RE: URI for language identifiers from Patrick.Stickler@nokia.com on 2003-04-01 (www-rdf-interest@w3.org from April 2003)

From: <Patrick.Stickler@nokia.com>
Date: Tue, 1 Apr 2003 14:56:14 +0300
To: <algermissen@acm.org>
Cc: <www-rdf-interest@w3.org>
Message-ID: <A03E60B17132A84F9B4BB5EEDE57957B5FBB5A@trebe006.europe.nokia.com>
> -----Original Message-----
> From: ext Jan Algermissen [mailto:algermissen@acm.org]
> Sent: 01 April, 2003 13:44
> To: Stickler Patrick (NMP/Tampere)
> Cc: www-rdf-interest@w3.org
> Subject: Re: URI for language identifiers
> 
> 
> Patrick.Stickler@nokia.com wrote:
> 
> > > Example: If the predicate is from Dublin Core, the 
> subject is allways
> > > the webpage, never an abstract concept.
> > 
> > Well, actually, DC doesn't say that, neither explicitly by 
> any domain
> > assertion nor in any of the prose descriptions/comments of 
> the subject
> > property.
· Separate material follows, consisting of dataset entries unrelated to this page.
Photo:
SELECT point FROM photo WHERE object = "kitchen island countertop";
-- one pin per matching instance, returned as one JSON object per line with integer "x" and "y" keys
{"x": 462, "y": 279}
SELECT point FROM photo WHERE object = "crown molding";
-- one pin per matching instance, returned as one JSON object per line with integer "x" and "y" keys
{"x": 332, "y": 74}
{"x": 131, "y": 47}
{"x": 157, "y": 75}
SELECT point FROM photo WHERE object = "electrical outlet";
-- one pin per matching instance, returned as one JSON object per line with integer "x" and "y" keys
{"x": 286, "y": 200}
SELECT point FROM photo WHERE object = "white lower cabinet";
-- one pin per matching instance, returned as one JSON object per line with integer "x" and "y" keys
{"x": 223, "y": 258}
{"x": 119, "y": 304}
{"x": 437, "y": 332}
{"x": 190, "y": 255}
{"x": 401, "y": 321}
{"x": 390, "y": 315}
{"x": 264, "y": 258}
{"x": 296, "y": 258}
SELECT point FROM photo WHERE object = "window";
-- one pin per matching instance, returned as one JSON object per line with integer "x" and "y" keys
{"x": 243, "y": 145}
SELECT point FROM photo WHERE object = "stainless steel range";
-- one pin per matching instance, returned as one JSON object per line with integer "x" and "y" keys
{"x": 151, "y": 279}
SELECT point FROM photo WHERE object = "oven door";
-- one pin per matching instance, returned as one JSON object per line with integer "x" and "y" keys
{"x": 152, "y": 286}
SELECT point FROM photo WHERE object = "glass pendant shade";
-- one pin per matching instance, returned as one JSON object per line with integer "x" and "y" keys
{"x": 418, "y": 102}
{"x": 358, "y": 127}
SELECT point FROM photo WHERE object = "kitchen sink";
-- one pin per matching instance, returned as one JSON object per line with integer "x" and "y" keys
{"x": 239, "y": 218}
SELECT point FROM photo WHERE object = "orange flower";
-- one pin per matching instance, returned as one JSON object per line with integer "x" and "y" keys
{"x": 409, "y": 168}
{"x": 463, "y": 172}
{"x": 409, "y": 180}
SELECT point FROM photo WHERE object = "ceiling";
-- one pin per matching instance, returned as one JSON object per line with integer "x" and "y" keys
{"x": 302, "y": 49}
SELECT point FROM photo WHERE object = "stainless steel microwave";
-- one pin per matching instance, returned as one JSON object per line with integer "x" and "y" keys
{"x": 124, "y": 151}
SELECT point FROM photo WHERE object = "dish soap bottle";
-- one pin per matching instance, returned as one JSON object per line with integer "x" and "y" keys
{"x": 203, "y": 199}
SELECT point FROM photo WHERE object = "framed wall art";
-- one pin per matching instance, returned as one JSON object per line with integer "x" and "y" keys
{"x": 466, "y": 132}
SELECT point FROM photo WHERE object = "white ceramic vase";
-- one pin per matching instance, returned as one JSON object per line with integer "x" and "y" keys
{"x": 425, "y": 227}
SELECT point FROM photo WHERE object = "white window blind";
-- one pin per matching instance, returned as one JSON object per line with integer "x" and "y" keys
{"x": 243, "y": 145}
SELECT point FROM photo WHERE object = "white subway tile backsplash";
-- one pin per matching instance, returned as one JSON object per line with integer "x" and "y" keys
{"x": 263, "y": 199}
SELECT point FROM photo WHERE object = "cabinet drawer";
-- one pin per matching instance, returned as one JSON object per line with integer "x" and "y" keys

So I don't see where you're getting that. 
> 
> Well, I take it as implicit in the semantics of Dublin Core. 
> In other words:
> If I want to make sense of an RDF statement that has a DC 
> predicate I need to
> know those semantics.

Yes, the predicate bears meaning. And yes, some predicates
have domains asserted for them which allow one to infer
some characteristic about the subject -- but that assertion
is not (necessarily) authoritative.

I.e. just because you use a given property with a given subject
does not *force* that subject to actually conform to the
presumptions about subjects for that property.

E.g. I can say

   #Bob rdfs:range xsd:integer .

which would imply that 

   #Bob rdf:type rdf:Property .

since it is the case that

   rdfs:range rdfs:domain rdf:Property .

but just because I expressed a statement using the rdfs:range
property with #Bob as its subject does not necessarily mean
that #Bob is actually a property. I could simply be spouting
nonsense.

*How* or *where* a given URI is used does not affect its 
authoritative meaning. Usage can only reflect the presumptions
of the user, but that does not usurp the authority fo the owner,
and may very well result in disagreement or ambiguity.


> But for the sake
> > of argument, let's just presume that there is something akin to
> > 
> >    dc:subject rdfs:domain ex:WebPage .
> > 
> > > I know, that is not RDF-ish thinking ;-)
> > 
> > Well, actually, it is.
> > 
> > If a predicate has a domain defined for it, then it is quite OK to
> > infer a type characteristic of any subject used with that predicate.
> > I.e., the use of the subject with that predicate is an implicit
> > assertion that the subject is of the particular type per 
> the specified
> > domain.
> 
> So, it would make sense for the DC folks to make these things 
> explicit,
> to publish them as an RDF document?

Well, if they are in fact intending that subjects have a domain
only of web pages (and I don't think they are) then yes, it's 
optimal if that knowledge is expressed explicitly (whether or not
in RDF is another matter).

However, I don't think that the domain of dc:subject is restricted
to web pages. I think you're reading alot into the spec there.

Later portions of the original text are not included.